How can I get all descendant Elements for parent container?

Question

How can I get all descendant Elements for parent container? I want to get them in array.

<div class="parent">
    <div class="child1">
        <span class="child2">
            <div class="child3">
                <div class="child4">
                    <span class="child5"></span>
                </div>
                <div class="child6">
                    <div class="class7"></div>
                </div>
            </div>
        </span>

        <div class="child8"></div>
        <span class="child9">
            <div class="child10"></div>
        </span>
    </div>
</div>

I'm think about recursion as one of options.
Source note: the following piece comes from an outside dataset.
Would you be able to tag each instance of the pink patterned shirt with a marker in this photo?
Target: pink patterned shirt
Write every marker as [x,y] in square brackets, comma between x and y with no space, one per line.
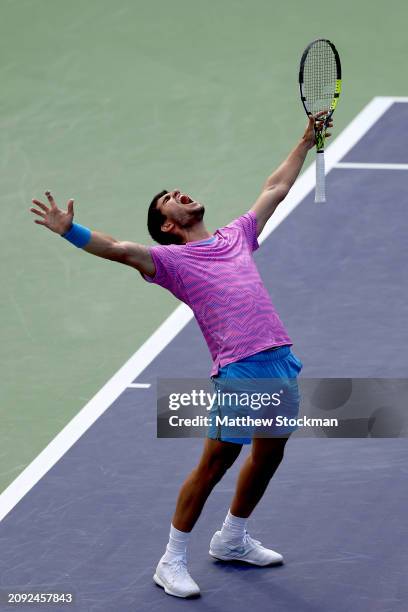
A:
[218,279]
At the first point I know parent Element.

Answer 1

If you mean children, element instances have childNodes (which includes non-element children like text nodes) and (on most engines) children (which just has child elements). (You clarified you mean descendants.)

If you mean descendants, you can use querySelectorAll:

var descendants = theElement.querySelectorAll("*");

All modern browsers, and IE8, have querySelectorAll.

It gives you a NodeList, which is array-like. If you want a true JavaScript array, you can use Array.prototype.slice to get it, like this:

var descendants = Array.prototype.slice.call(theElement.querySelectorAll("*"));

Or you can use Array.from (added in ES2015, but easily polyfilled):

var descendants = Array.from(theElement.querySelectorAll("*"));

Now that most environments made NodeList iterable (and you can polyfill it trivially if they don't), you can also use spread notation in an ES2015+ environment:

var descendants = [...theElement.querySelectorAll("*")];

Example:

var descendants = Array.prototype.slice.call(
  document.querySelector(".parent").querySelectorAll("*")
);
descendants.forEach(function(descendant) {
  display(descendant.className);
});
function display(msg) {
  var p = document.createElement('p');
  p.innerHTML = String(msg);
  document.body.appendChild(p);
}

<div class="parent">
    <div class="child1">
        <span class="child2">
            <div class="child3">
                <div class="child4">
                    <span class="child5"></span>
                </div>
                <div class="child6">
                    <div class="class7"></div>
                </div>
            </div>
        </span>

        <div class="child8"></div>
        <span class="child9">
            <div class="child10"></div>
        </span>
    </div>
</div>

Answer 2

Use theElement.getElementsByTagName("*") rather than theElement.querySelectorAll("*") - because it is faster. getElementsByTagName is also better supported in older browsers.

This returns an HTMLCollection, which is Array-like. You specified that you want it as an Array. To convert it to a real Array, do like this:

Array.prototype.slice.call(theElement.getElementsByTagName("*"))

Should you want even better browser support, you can use jQuery 1.12.4 or picoQuery, which is an reimplementation of jQuery, where you can select which methods you need in an online builder. In this case, you need no methods, as selection is part of core, and the build is only 1kb gzipped. picoQuery is written for modern browsers, but falls back to jQuery 1.12.4 for older browsers

Answer 3

document.querySelector('.parent').querySelectorAll('*')

First we find the element (you can do this however you want), then select all descendants using querySelectorAll().